Patient ID Now, a coalition of leading healthcare organizations, including the American College of Surgeons, the American Health Information Management Association (AHIMA), the College of Healthcare Information Management Executives (CHIME), Healthcare Information and Management Systems Society (HIMSS), Intermountain Healthcare and Premier Healthcare Alliance, is pleased that the U.S. House of Representatives has removed, for the third year in a row, the longstanding ban in its Labor, Health and Human Services, Education, and Related Agencies appropriations bill that stifles innovation around patient identification.

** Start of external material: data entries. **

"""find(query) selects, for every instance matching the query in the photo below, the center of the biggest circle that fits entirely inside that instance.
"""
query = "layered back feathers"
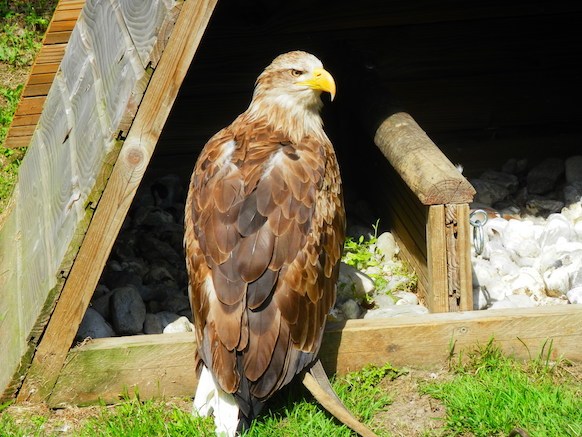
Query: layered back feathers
(264, 230)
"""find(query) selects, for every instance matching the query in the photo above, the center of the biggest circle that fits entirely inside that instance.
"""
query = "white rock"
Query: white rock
(575, 295)
(520, 301)
(480, 301)
(383, 300)
(573, 212)
(501, 260)
(557, 229)
(406, 298)
(353, 283)
(351, 309)
(396, 310)
(166, 317)
(528, 282)
(387, 245)
(557, 281)
(182, 324)
(519, 237)
(483, 273)
(500, 304)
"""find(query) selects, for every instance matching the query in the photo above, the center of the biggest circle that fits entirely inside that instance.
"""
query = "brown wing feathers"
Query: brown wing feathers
(262, 253)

Patient ID Now has brought attention to the need for a national strategy around patient identification that offers both improved patient safety and improved efficiency to healthcare, well as enhanced interoperability. Although patient misidentification has been a problem for decades, the COVID-19 pandemic heightened the harmful effects of the health system’s inability to accurately match patients to their complete health records.

An archaic section of the federal budget has prevented the U.S. Department of Health and Human Services from working with the private sector to develop a nationwide patient identification strategy, but today the House of Representatives, with leadership from Representative Bill Foster (D-IL) and Representative Mike Kelly (R-PA), once again took an important step forward in repealing this ban.

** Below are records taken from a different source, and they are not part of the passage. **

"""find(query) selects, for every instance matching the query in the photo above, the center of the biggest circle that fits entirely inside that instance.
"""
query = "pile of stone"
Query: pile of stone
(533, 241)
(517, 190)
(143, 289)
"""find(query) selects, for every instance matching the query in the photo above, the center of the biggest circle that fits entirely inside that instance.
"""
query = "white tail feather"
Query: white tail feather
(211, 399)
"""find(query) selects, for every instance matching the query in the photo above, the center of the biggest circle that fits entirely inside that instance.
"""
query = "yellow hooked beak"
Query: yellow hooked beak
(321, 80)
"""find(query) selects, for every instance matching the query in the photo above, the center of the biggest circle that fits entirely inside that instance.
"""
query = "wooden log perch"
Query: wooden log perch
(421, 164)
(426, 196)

The coalition is now calling on the U.S. Senate to finally join the bipartisan work of the House of Representatives and repeal the ban this year to work towards a health system that prioritizes the safety and privacy of patients.

“The pandemic made clear that now is the time to take action to ensure the health and safety of patients across the US and bolster the accuracy and interoperability of health data,” said AHIMA CEO Wylecia Wiggs Harris, PhD, CAE. “Moving the appropriations bill forward without this harmful ban is the first step toward finding a strategy that can lead to better safety and care outcomes.”

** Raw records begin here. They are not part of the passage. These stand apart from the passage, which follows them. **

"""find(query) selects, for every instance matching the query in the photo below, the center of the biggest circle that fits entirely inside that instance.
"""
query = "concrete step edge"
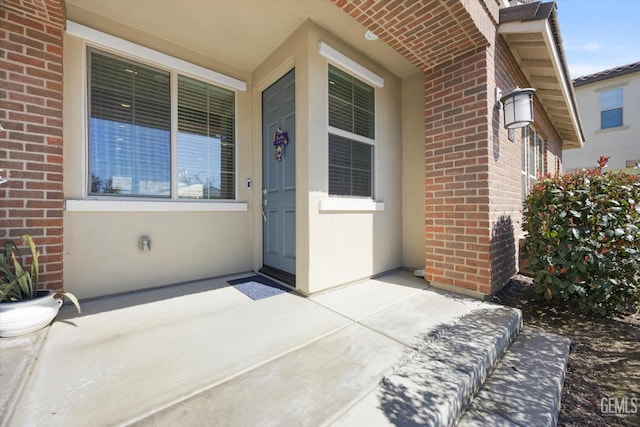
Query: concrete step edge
(436, 384)
(525, 389)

Throughout the pandemic the healthcare industry has struggled to resolve this difficult operational issue. Ensuring the correct patient medical history is accurately matched to the patient is critical for future patient care, patients’ long-term access to their complete health record, accurately tracking vaccination status, and monitoring the long-term effects of COVID-19.

“ACS applauds Congress in taking necessary and overdue first steps in working towards the trusted, digital identity of patients so that surgeons can exchange information on their behalf,” said American College of Surgeons’ medical director of quality and health policy Frank Opelka, MD, FACS. “Our patients deserve trusted, shared information as they navigate a complex healthcare system.”